自分が保有している株や債券から配当金や利子を受け取る。これはまさに不労所得の代表と言えるだろう。100万円株を保有していて配当利回り5%であれば、何もしていないのに5万円が手に入ることになる。しかも資産は無くならず、その次の年も配当金がもらえる。

3.株主優待を受け取る

これは日本株限定だが、株主優待を設置している銘柄を持っていれば何らかのサービスや商品を受け取ることができる。おいらはあまり価値を感じないが、中には優待が目的で株を買う人もいる。確かに自分が株主優待を設置していると知らずに保有していた銘柄からクオカードが届いたときは少し嬉しかった。

やはり、人間というのは何らかの実利を得ないとその物に対して価値を感じるということは難しいと思う。

例えばスマホは他人と会話したり、ネットにつながるという実利を通じて初めて価値あるものとなる。イスだってそこに座れるという実利があることで初めて価値があるものとなる。コカ・コーラだって飲んでみて喉をうるおすという実利を通じて初めて価値あるものとなる。

誰もネットと接続できないスマホに価値は感じないだろうし、座れないイスにも価値を感じないだろう。飲むことの出来ないコカ・コカーラに価値を感じる人もいないだろう。価値を感じなければそれはゴミでしかない。

資産だって同じで、そこから何らかの実利を得ないと価値を感じるのは難しいのではないだろうか。

その方法は色々あるとは思うが、含み益では不十分だと思う。含み益というのはまだ現実化していない利益なので、それだけで価値を感じるのは難しいだろう。

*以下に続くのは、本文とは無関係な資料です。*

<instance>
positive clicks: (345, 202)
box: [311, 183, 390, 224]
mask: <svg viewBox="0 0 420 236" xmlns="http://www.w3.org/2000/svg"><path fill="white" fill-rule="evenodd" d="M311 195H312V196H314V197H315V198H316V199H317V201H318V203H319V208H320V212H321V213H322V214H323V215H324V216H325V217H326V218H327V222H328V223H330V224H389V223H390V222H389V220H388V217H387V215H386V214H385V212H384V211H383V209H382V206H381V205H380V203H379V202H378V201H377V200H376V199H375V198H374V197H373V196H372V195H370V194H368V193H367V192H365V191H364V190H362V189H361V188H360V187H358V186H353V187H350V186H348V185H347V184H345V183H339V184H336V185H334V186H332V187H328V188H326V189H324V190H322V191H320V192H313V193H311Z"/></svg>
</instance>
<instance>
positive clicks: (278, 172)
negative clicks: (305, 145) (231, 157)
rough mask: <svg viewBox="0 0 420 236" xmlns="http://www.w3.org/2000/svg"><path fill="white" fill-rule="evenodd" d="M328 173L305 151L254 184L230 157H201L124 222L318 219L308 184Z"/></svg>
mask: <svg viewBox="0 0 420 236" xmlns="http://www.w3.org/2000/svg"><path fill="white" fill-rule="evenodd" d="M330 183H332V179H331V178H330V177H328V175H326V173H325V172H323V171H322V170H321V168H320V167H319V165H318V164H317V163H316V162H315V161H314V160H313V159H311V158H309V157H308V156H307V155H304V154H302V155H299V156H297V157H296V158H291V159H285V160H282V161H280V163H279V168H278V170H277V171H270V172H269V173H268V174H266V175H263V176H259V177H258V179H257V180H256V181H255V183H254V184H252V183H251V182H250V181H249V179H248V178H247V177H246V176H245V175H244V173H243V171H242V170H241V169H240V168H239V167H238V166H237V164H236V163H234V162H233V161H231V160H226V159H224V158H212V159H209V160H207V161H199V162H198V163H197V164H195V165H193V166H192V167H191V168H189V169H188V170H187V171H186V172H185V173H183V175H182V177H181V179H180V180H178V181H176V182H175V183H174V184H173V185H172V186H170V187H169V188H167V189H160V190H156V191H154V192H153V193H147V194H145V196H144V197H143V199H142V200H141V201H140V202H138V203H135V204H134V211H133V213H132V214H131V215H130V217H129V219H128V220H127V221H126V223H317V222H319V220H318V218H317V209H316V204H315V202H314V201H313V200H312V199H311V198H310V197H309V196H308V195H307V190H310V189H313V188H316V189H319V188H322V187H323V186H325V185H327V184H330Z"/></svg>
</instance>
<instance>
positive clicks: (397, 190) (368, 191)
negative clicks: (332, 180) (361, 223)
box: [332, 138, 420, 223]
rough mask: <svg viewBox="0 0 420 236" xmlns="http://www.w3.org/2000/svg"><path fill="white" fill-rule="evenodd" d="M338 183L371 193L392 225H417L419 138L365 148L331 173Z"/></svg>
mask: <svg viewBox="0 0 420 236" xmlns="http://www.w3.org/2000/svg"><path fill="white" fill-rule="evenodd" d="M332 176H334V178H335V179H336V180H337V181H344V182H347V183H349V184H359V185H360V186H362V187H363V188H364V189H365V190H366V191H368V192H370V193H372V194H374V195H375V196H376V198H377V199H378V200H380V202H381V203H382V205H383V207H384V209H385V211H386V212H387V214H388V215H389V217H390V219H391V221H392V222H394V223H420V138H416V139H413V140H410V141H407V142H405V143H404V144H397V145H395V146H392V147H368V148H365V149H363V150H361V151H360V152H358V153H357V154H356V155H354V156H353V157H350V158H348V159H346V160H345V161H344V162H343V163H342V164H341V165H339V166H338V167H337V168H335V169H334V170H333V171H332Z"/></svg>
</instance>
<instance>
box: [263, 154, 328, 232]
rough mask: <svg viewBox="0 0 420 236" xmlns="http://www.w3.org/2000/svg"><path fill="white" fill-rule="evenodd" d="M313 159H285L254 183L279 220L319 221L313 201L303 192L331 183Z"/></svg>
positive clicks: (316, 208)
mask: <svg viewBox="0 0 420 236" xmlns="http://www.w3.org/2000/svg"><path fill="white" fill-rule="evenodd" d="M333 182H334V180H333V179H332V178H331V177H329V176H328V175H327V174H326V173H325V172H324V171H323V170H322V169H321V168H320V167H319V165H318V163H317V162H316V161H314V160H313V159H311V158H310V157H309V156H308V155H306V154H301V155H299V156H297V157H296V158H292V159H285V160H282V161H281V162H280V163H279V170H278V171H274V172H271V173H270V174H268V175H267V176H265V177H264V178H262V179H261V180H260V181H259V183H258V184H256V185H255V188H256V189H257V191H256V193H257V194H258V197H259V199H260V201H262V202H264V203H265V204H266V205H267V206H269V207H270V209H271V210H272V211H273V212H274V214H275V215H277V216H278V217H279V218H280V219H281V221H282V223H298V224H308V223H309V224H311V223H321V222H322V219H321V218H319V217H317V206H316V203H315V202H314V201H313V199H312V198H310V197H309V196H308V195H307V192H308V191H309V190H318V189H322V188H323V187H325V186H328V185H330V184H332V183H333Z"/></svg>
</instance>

本当は含み益こそ税金がかからない政府からの素晴らしい贈り物だと世界NO1の投資家であるウォーレンバフェットは言っているが、普通の人がその認識を持つのは難しいだろう。

おいらとしては、②の配当金を受け取るのが1番重要で、①のキャピタルゲインが2番、③の株主優待を受け取るが大分下がって3番という感じだ。

①のキャピタルゲインについては当たれば大きいが、毎回期待できるものではなくかなり運の要素が大きいと思う。でなければ、プロが運用するアクティブファンドは全て大きく勝っているはずだ。だけど実際はそうではない。それは運の要素が大きく作用するからだと思う。

②の配当金を受け取る、については安定している。配当金は実際に自分が受け取るお金として実際に確認することができるし受け取ると思ったよりも嬉しいものだ。それに配当金はハンバーガーを食べるのに使おうが再投資に使おうが自由だ。当たり前なのだが、これは嬉しい事実だ。

③の株主優待を受け取る、についてはおいらはそこまで価値を感じない。1000円のクオカードや10kg(3,000円くらい)のお米をもらうために投資をしているわけではないからだ。しかし、たまたま自分が保有している銘柄から食事券やクオカードが届くと嬉しい気分にはなる。

他にも、その企業が作っている製品を使ってみる、アニュアルレポートを読んで企業価値を確認してみるなど「現金=資産より劣るもの」と認識させるための方法は色々あると思う。

しかし、人間は現金な生き物なので実利を感じるというのが最良の方法ではないかとおいらは思っている。